It would take 1000 batteries (turnkey cost $6.5 million) x 7 kWh to provide 7 MWh, or 2.06 MW spread over up to 3.4 hours, which is a drop in the bucket to reduce GMP’s peak demand of about 770 MW.


– Enhanced demand management and enhanced energy efficiency would significantly reduce peak demands at significantly less cost per MW, than solar/battery system combos. However, that likely would add very little, or nothing, to GMP’s asset base.

– From the above it is clear, large solar plants must have battery systems, or other means of firming, such as a diesel-generator set, for safely connecting to the grid. 

– The peak demand, MW, is in the late afternoon, when solar energy output has become much less than at noon, even more so in winter. 

– It would be much less costly for GMP and ratepayers to turn on a quick-starting diesel-generator set for that period, as GMP has been doing for decades. A standard 1 MW, D-G set has a turnkey cost of less than $1.0 million.

Part 3.

Solar Systems Do Not Reduce High Voltage Grid Investments: Below it is shown solar systems do not reduce investments in high voltage systems, because peak demands occur when solar output is minimal, about 5 to 6 pm.

Below is a table with the hourly NE demand on 13 July 2016 from the real-time ISO-NE grid status website. The NE peak demand was 22173 MW at 5 pm. The Vermont demand values were obtained by pro-rating, based on an assumed 1000 MW peak demand. See page 6 of URL.

The NREL pvwatts program was used to obtain the hourly output in July for a 5 kW system in Woodstock, VT, using Concord, NH, weather data. That output was prorated upwards, based on an assumed Vermont installed solar system capacity of 125 MW.

If Vermont’s maximum solar output is assumed to occur on 13 July 2016, the output of the 125 MW would have been 15.8 MW during hour 17 (5 pm), for a demand reduction of 1.58%. If Vermont’s solar system capacity were doubled, that demand reduction percentage would also double.


– The NE grid capacity is designed to accommodate at least the maximum demand that could occur in the foreseeable future. 

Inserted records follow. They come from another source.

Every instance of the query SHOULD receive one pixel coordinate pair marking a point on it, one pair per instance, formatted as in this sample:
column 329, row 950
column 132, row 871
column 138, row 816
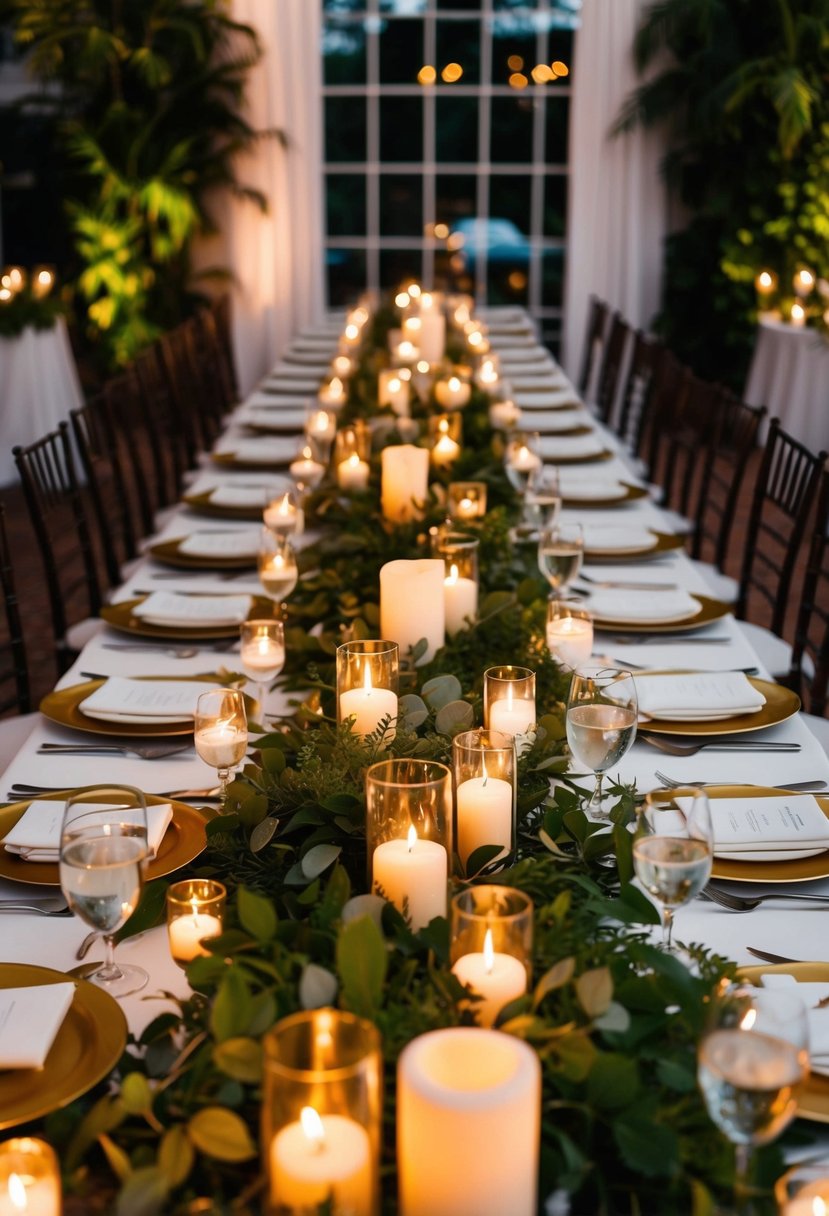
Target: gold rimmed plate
column 780, row 704
column 88, row 1046
column 122, row 617
column 813, row 1098
column 184, row 840
column 169, row 552
column 663, row 542
column 709, row 612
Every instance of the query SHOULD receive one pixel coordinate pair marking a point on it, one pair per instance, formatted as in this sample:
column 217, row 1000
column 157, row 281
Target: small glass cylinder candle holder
column 283, row 514
column 569, row 631
column 509, row 703
column 409, row 836
column 484, row 770
column 460, row 555
column 195, row 912
column 491, row 945
column 29, row 1177
column 367, row 677
column 321, row 1114
column 467, row 500
column 445, row 437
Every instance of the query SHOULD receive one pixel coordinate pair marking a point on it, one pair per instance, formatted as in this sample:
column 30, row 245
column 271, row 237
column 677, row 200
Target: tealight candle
column 29, row 1178
column 353, row 473
column 494, row 975
column 412, row 874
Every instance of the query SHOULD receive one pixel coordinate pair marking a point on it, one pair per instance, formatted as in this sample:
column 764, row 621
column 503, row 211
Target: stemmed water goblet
column 751, row 1063
column 672, row 851
column 220, row 732
column 601, row 722
column 102, row 857
column 261, row 654
column 560, row 555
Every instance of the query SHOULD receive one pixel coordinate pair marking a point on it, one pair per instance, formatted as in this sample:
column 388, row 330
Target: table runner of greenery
column 614, row 1019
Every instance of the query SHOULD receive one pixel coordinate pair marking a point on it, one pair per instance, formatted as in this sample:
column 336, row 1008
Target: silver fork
column 671, row 783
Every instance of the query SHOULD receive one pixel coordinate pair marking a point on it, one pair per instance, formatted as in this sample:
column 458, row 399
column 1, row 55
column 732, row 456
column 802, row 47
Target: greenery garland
column 615, row 1020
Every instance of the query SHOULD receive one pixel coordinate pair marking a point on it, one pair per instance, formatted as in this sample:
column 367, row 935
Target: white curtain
column 618, row 209
column 277, row 258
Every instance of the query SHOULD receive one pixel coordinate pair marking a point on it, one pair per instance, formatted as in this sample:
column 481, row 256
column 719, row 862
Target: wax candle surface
column 306, row 1172
column 484, row 815
column 412, row 876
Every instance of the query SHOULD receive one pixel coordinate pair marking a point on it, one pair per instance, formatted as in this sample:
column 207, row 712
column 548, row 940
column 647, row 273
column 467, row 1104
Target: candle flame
column 489, row 952
column 313, row 1126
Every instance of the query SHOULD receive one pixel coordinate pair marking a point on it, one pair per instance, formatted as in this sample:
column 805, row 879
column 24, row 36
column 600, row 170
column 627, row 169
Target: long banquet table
column 720, row 646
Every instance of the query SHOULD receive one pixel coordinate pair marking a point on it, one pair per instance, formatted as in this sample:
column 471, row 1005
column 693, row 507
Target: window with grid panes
column 446, row 147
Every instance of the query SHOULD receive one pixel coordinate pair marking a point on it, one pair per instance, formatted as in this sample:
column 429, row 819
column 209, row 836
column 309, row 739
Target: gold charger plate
column 813, row 1099
column 710, row 611
column 88, row 1046
column 120, row 617
column 630, row 494
column 184, row 839
column 780, row 704
column 169, row 552
column 204, row 506
column 663, row 542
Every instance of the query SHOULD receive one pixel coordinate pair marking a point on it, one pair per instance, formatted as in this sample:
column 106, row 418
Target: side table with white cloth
column 38, row 387
column 789, row 375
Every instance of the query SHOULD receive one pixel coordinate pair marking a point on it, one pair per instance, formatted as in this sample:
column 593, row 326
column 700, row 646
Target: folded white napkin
column 766, row 823
column 643, row 607
column 621, row 538
column 37, row 834
column 203, row 612
column 557, row 448
column 259, row 451
column 811, row 994
column 697, row 697
column 145, row 701
column 242, row 542
column 29, row 1022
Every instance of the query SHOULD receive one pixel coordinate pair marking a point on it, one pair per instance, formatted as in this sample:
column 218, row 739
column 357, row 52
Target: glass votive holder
column 491, row 945
column 409, row 836
column 29, row 1177
column 569, row 631
column 321, row 1114
column 367, row 676
column 283, row 514
column 509, row 703
column 467, row 500
column 195, row 912
column 484, row 771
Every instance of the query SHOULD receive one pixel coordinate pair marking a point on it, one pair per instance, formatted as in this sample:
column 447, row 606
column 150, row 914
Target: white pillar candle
column 186, row 934
column 468, row 1124
column 460, row 601
column 353, row 473
column 368, row 707
column 498, row 978
column 484, row 815
column 321, row 1159
column 405, row 482
column 412, row 603
column 570, row 640
column 412, row 874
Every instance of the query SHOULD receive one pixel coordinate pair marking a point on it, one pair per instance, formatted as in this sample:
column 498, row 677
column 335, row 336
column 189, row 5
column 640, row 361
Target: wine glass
column 601, row 722
column 103, row 850
column 560, row 553
column 672, row 851
column 220, row 732
column 751, row 1063
column 261, row 654
column 278, row 572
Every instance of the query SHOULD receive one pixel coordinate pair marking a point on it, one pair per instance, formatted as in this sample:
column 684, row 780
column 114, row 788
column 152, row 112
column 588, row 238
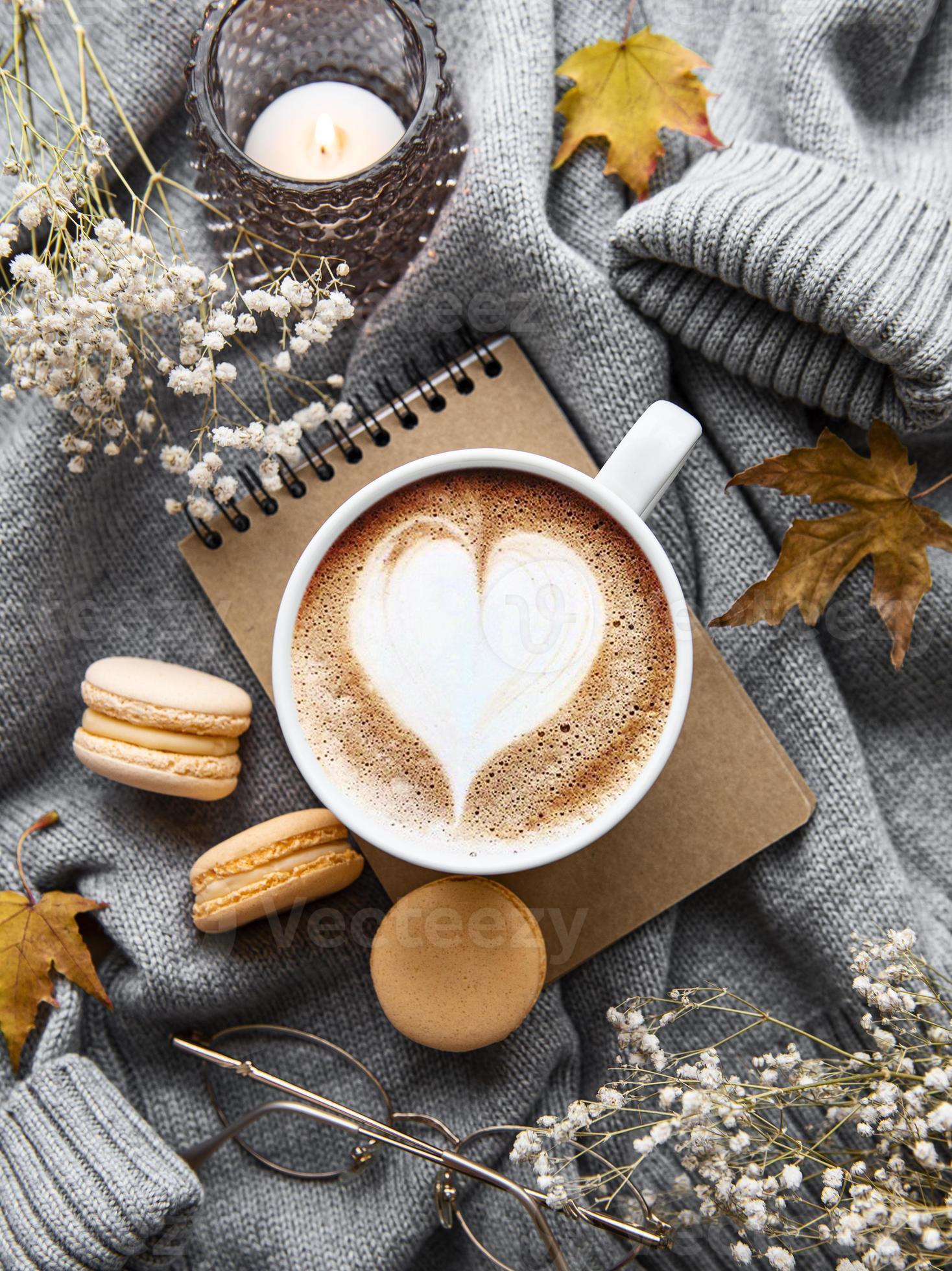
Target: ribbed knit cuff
column 827, row 287
column 86, row 1182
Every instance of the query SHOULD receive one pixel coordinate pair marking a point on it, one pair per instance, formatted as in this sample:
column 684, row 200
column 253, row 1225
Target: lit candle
column 322, row 131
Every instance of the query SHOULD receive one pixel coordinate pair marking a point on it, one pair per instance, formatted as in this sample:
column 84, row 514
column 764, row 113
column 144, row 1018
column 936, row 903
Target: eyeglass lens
column 295, row 1145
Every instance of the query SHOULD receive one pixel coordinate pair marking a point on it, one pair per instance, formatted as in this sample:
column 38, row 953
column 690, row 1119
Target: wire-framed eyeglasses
column 333, row 1116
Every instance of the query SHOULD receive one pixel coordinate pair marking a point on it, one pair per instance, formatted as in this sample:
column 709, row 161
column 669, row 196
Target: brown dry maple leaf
column 36, row 936
column 628, row 89
column 816, row 556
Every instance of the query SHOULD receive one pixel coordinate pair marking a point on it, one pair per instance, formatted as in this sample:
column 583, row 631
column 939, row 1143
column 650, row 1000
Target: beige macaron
column 296, row 857
column 458, row 964
column 161, row 728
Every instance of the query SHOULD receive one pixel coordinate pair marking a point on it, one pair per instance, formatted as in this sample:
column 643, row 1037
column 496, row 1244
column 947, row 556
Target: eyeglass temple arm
column 357, row 1123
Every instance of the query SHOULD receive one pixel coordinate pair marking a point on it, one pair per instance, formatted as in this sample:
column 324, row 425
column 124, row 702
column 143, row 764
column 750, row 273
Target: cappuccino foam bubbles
column 483, row 659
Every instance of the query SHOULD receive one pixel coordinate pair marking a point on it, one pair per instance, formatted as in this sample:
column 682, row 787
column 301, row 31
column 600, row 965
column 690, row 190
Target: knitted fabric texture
column 803, row 270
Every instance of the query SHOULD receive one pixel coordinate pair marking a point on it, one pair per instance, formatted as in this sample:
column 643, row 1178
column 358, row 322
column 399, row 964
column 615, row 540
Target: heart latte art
column 484, row 659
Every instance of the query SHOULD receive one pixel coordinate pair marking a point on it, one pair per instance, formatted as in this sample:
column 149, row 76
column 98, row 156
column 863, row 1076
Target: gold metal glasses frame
column 372, row 1133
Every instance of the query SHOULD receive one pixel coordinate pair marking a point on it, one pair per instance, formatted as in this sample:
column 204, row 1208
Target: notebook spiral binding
column 454, row 370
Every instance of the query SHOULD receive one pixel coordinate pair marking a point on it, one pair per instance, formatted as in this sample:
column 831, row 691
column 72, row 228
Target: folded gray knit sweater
column 806, row 268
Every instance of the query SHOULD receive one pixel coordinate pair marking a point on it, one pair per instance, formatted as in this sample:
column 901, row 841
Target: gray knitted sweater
column 803, row 270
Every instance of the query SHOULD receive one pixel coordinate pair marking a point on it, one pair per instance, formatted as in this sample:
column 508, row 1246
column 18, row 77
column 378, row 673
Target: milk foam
column 482, row 660
column 472, row 659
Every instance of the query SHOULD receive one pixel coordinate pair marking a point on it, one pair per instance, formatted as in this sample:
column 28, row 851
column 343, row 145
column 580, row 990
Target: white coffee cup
column 628, row 487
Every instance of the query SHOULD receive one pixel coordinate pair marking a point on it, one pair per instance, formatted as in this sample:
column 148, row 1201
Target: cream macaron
column 458, row 964
column 161, row 728
column 271, row 867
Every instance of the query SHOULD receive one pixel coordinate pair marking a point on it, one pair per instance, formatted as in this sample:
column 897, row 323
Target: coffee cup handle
column 650, row 455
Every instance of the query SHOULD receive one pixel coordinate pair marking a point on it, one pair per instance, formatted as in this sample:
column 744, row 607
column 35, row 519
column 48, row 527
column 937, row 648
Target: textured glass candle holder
column 250, row 53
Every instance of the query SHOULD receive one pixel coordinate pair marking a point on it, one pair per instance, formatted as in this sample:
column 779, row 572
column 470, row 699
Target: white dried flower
column 174, row 459
column 225, row 490
column 201, row 508
column 779, row 1259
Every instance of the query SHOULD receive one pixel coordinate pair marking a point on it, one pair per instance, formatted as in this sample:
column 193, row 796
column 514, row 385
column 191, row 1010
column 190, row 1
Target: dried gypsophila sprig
column 835, row 1152
column 89, row 311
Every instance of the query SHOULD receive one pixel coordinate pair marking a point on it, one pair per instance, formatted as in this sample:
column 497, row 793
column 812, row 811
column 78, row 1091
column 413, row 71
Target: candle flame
column 326, row 137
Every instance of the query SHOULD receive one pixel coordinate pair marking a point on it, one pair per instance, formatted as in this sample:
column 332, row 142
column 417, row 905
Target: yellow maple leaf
column 885, row 523
column 625, row 92
column 36, row 936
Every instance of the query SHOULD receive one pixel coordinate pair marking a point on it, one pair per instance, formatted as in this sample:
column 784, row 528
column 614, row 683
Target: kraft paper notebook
column 729, row 790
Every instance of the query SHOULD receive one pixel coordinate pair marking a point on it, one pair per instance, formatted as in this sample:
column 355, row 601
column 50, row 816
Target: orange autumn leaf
column 625, row 92
column 884, row 523
column 34, row 937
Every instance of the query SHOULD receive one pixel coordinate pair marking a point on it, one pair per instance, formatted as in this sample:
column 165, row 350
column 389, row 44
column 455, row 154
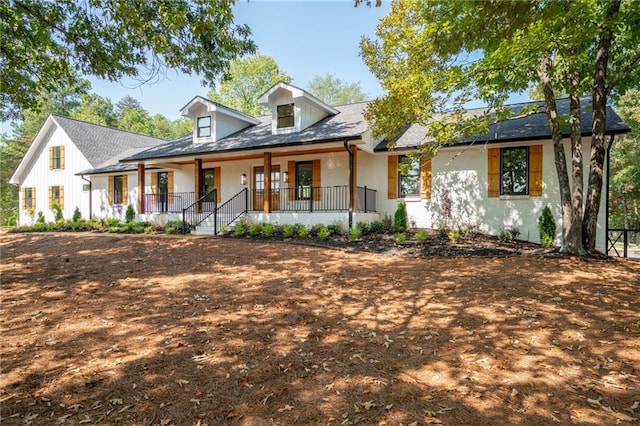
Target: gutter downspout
column 90, row 196
column 606, row 221
column 346, row 146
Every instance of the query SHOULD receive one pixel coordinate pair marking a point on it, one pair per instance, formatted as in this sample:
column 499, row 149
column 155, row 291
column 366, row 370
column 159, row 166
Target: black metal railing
column 367, row 199
column 172, row 202
column 315, row 199
column 230, row 210
column 199, row 210
column 614, row 237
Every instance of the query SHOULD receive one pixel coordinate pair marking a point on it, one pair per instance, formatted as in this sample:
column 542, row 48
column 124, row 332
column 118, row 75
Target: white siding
column 40, row 177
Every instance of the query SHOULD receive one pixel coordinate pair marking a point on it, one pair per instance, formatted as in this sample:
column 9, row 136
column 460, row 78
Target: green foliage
column 255, row 229
column 508, row 234
column 547, row 227
column 400, row 218
column 422, row 236
column 267, row 229
column 335, row 91
column 112, row 39
column 246, row 80
column 76, row 215
column 130, row 214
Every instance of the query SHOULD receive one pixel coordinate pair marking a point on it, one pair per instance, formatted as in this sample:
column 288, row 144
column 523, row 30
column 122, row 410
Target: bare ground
column 155, row 330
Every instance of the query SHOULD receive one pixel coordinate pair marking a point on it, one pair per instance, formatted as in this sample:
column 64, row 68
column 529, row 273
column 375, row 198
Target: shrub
column 323, row 233
column 508, row 234
column 354, row 234
column 76, row 215
column 255, row 229
column 130, row 214
column 547, row 227
column 288, row 231
column 421, row 236
column 267, row 229
column 400, row 218
column 335, row 229
column 58, row 212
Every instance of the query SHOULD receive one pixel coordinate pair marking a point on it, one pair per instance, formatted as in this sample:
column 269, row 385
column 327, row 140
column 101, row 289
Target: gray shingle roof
column 100, row 144
column 348, row 124
column 532, row 127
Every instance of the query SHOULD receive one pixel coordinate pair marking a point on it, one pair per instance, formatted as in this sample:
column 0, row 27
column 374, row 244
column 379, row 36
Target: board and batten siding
column 41, row 177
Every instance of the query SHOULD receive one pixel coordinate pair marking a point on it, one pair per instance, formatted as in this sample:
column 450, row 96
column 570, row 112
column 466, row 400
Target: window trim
column 527, row 188
column 280, row 116
column 200, row 128
column 401, row 177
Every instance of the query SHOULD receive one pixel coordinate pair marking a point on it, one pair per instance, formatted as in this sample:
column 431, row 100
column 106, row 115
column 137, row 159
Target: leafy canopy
column 246, row 80
column 49, row 43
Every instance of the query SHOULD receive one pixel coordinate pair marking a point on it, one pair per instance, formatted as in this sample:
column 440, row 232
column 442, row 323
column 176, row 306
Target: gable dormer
column 293, row 109
column 213, row 121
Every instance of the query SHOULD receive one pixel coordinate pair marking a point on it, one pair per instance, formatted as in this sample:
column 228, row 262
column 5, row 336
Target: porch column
column 141, row 184
column 197, row 182
column 353, row 190
column 267, row 183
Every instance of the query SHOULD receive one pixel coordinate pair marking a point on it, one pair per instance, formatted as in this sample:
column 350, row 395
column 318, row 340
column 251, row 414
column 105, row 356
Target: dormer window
column 204, row 126
column 285, row 116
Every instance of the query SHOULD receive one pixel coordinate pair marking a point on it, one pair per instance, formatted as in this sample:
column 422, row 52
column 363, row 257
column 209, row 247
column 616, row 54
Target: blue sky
column 306, row 38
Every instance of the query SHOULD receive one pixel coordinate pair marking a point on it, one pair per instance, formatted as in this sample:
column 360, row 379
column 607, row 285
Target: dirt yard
column 156, row 330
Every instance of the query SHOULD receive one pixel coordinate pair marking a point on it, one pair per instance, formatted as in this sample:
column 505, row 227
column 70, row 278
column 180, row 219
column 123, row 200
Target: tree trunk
column 596, row 162
column 571, row 227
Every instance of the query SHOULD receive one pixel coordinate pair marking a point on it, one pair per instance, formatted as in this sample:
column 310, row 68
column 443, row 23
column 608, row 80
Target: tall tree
column 436, row 55
column 246, row 80
column 45, row 42
column 335, row 91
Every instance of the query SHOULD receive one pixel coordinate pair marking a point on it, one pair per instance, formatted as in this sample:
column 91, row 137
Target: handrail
column 197, row 217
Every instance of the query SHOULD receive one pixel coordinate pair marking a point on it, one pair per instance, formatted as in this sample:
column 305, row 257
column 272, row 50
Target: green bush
column 288, row 231
column 422, row 236
column 255, row 229
column 547, row 227
column 400, row 218
column 267, row 229
column 76, row 215
column 130, row 214
column 324, row 233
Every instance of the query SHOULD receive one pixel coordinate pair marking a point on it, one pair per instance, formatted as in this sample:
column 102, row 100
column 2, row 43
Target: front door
column 258, row 188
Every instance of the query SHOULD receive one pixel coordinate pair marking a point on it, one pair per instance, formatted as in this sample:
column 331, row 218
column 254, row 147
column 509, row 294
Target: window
column 408, row 176
column 56, row 157
column 28, row 198
column 285, row 116
column 304, row 179
column 117, row 189
column 204, row 127
column 56, row 196
column 514, row 171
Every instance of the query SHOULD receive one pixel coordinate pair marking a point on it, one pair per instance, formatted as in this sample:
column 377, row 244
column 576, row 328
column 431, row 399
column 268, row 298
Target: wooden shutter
column 125, row 189
column 170, row 182
column 425, row 177
column 216, row 184
column 154, row 182
column 392, row 177
column 493, row 156
column 316, row 181
column 291, row 168
column 535, row 171
column 110, row 190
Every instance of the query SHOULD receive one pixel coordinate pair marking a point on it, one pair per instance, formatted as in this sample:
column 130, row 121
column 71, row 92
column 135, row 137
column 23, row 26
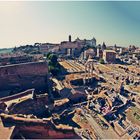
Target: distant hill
column 7, row 50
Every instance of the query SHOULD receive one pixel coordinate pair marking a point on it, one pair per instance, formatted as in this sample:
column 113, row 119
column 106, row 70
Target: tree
column 102, row 61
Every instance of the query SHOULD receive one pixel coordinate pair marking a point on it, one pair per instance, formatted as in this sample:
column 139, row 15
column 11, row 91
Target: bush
column 102, row 61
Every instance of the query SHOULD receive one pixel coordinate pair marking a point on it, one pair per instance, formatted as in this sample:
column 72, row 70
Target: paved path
column 103, row 134
column 5, row 132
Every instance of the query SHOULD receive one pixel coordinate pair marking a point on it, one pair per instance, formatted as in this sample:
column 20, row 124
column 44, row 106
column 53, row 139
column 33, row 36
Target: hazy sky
column 29, row 22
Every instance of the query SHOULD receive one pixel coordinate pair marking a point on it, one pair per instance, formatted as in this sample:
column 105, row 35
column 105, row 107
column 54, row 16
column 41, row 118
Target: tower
column 69, row 38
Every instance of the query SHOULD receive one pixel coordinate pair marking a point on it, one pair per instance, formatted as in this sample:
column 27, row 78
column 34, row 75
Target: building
column 109, row 56
column 23, row 76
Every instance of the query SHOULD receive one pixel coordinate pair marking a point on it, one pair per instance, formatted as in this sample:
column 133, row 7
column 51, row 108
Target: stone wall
column 23, row 76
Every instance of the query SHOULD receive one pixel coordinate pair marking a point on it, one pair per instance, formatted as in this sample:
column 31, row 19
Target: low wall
column 23, row 76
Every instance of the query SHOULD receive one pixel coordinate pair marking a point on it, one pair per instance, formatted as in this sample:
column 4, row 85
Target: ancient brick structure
column 23, row 76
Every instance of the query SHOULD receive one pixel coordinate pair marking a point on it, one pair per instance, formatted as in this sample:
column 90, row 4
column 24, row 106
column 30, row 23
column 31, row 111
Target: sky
column 28, row 22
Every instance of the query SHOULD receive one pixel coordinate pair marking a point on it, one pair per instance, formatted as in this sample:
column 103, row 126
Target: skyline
column 28, row 22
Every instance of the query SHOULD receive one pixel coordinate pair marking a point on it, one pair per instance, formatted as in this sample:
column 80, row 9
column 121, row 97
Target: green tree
column 101, row 61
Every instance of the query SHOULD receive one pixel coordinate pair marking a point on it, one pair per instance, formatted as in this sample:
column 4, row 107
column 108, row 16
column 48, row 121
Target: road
column 102, row 134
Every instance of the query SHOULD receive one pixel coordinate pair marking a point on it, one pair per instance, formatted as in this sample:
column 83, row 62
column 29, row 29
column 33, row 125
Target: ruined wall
column 30, row 106
column 24, row 76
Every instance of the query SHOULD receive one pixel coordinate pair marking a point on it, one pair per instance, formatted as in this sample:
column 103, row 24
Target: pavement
column 5, row 132
column 102, row 134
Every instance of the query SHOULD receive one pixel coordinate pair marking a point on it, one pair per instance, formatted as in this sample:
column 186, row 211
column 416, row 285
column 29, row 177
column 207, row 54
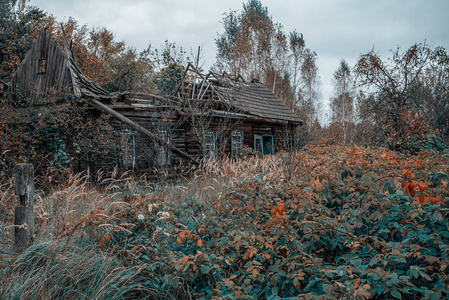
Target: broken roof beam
column 104, row 108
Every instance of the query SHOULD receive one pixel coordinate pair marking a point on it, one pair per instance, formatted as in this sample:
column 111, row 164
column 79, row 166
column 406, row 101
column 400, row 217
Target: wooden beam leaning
column 24, row 212
column 106, row 109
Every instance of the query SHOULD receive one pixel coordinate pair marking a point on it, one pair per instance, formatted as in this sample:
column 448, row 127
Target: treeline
column 400, row 102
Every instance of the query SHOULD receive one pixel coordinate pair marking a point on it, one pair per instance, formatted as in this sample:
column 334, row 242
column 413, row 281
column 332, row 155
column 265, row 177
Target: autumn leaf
column 180, row 239
column 356, row 282
column 108, row 237
column 434, row 200
column 422, row 186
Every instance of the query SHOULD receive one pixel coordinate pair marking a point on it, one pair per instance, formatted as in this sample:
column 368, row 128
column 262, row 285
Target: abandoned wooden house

– The small demand reduction percent due to solar output would have minimal impact on grid capacity design and investments.

– Solar output (and wind output) cannot be counted on to reduce grid design capacity, because in New England:

During winter, solar output could be near zero, if panels were covered with snow and ice when peak demand occurs. 

Solar output is near zero, or zero, about 75% of the hours of the year. 

Wind output is near zero, or zero, about 40% of the hours of the year.

Total solar + wind output is near zero during many hours of the year, including peak demand hours, per the real-time, ISO-NE grid status website.











5 kW

125 MW






July max

July max

July max




































































































 Photo Credit: Michael Coghlan via Flickr

Bob Meinetz's picture
Bob Meinetz on Apr 20, 2017

Nice summary, Willem.

Someone with considerable experience with lead-acid and lithium-ion batteries will add the following: whoever at GMP estimated either will survive 3,700-5,475 deep cycles is either: 1) out of their mind, or 2) being paid to promote natural gas for the utility’s owner, Gaz Metro, by using non-solutions as a front.

Who would believe solar panels in Vermont could generate grid electricity?

Sean OM's picture
Sean OM on Apr 20, 2017

GE has a new hybrid NG/battery peaker plant. They are testing two of them in Cali right now. The energy savings are -significant-, because the batteries buy enough time to for the peaker plant to get up and running. Thus it is no longer a guess as to whether it is needed to be up and spinning and can react to the “sun is not shining” scenario. It really is no longer load following, it is load reaction, which most laypeople assume is the case already.

from (there are better articles on it.)
“SCE started operations at the second of two of its new hybrid electric gas turbine (EGT) units — GE’s term for its combination of turbines, batteries and power controls installed at the two sites. Each peaker plant is in the 50-megawatt range, and is outfitted with a set of batteries capable of providing 10 megawatts and 4 megawatt-hours of power. “

Willem Post's picture
Willem Post on Apr 20, 2017

Without the cash grants and other subsidies, this project might pay after the batteries are used up, i.e., needed to be replaced.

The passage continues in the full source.